Case: 20-30627 Document: 00515960909 Page: 1 Date Filed: 08/02/2021
United States Court of Appeals
for the Fifth Circuit United States Court of Appeals
Fifth Circuit
FILED
August 2, 2021
No. 20-30627
Lyle W. Cayce
Summary Calendar Clerk
Tony Joseph Tabor,
Plaintiff—Appellant,
versus
Vincent Coleman,
Defendant—Appellee.
Appeal from the United States District Court
for the Western District of Louisiana
USDC No. 5:18-CV-1308
Before Jolly, Willett, and Engelhardt, Circuit Judges.
Per Curiam:*
Tony Joseph Tabor, Louisiana prisoner # 478277, filed a civil rights
complaint against three prison officials, including Vincent Coleman. In an
amended complaint, Tabor dismissed the other two defendants. He asserted
a variety of claims against Coleman. The district court dismissed some of
*
Pursuant to 5th Circuit Rule 47.5, the court has determined that this
opinion should not be published and is not precedent except under the limited
circumstances set forth in 5th Circuit Rule 47.5.4.
Case: 20-30627 Document: 00515960909 Page: 2 Date Filed: 08/02/2021
No. 20-30627
Tabor’s claims for failure to state a claim, and it dismissed other claims
because they were duplicative of claims Tabor was pursuing in a separate
pending civil action.
The claim that Coleman used excessive force when he sprayed Tabor
with a chemical agent was the subject of summary judgment motions filed by
both parties. The district court denied Tabor’s summary judgment motion,
but it granted summary judgment in favor of Coleman on the excessive force
claim. Tabor timely appealed.
In his pro se brief, which we liberally construe, see Morrow v. FBI,
2 F.3d 642, 643 n.2 (5th Cir. 1993), Tabor raises several issues. He asserts
that the district court “neglected” to order the production of the camera
footage of the incident in which Coleman sprayed him with a chemical agent.

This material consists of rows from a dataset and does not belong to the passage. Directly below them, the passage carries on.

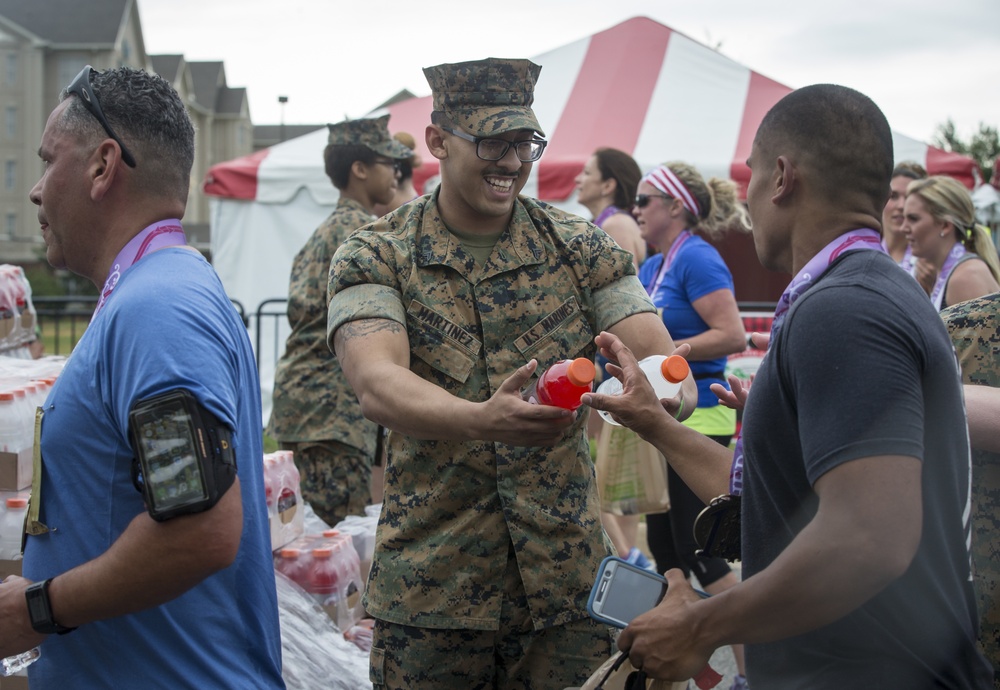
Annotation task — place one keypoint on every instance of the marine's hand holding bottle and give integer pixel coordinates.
(664, 373)
(508, 418)
(16, 633)
(562, 384)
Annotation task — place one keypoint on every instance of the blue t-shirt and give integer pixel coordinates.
(168, 324)
(697, 270)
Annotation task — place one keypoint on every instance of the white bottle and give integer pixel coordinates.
(15, 664)
(12, 528)
(664, 373)
(10, 423)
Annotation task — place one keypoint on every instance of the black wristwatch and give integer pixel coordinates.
(40, 609)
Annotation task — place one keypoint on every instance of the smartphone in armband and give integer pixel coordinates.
(623, 591)
(184, 457)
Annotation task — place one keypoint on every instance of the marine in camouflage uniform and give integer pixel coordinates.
(315, 411)
(975, 330)
(485, 552)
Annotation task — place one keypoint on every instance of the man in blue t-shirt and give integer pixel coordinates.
(856, 466)
(174, 586)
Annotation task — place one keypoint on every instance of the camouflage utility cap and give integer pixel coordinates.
(486, 97)
(370, 132)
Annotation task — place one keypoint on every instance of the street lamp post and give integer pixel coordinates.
(282, 100)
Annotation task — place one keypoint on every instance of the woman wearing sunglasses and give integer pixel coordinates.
(606, 187)
(691, 286)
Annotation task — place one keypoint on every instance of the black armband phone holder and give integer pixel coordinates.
(184, 455)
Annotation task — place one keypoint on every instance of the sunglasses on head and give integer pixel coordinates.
(641, 200)
(82, 88)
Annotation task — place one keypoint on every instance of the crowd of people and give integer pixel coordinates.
(867, 523)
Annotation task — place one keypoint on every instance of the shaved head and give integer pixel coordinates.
(839, 136)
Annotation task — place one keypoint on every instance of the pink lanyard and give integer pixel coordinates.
(864, 238)
(166, 233)
(667, 261)
(937, 293)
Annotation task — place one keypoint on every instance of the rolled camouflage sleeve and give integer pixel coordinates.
(363, 302)
(619, 300)
(361, 287)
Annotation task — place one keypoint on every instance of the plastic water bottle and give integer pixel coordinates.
(562, 384)
(324, 576)
(665, 374)
(16, 663)
(12, 528)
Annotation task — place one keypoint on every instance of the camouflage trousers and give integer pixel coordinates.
(334, 478)
(513, 657)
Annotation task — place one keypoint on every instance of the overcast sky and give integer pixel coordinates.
(922, 62)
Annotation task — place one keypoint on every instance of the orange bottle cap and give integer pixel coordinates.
(581, 372)
(674, 368)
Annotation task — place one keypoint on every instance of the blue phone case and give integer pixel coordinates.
(597, 584)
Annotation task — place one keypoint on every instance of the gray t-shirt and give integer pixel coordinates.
(862, 367)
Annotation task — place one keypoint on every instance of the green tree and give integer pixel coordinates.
(983, 146)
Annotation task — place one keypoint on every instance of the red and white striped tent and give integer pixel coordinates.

We construe Tabor’s brief as raising a challenge to the denial of his motion
to compel production of the camera footage, a decision we review for abuse
of discretion. See Wiwa v. Royal Dutch Petroleum Co., 392 F.3d 812, 817 (5th
Cir. 2004). “The standard of review poses a high bar; a district court’s
discretion in discovery matters will not be disturbed ordinarily unless there
are unusual circumstances showing a clear abuse.” Marathon Fin. Ins., Inc.,
RRG v. Ford Motor Co., 591 F.3d 458, 469 (5th Cir. 2009) (internal quotation
marks omitted).
As the magistrate judge observed in her report, which the district
court determined was correct, the discovery period had expired before
Coleman moved to compel production of the camera footage. Tabor has
therefore not shown an abuse of discretion. See Brand Servs., L.L.C. v. Irex
Corp., 909 F.3d 151, 156 (5th Cir. 2018).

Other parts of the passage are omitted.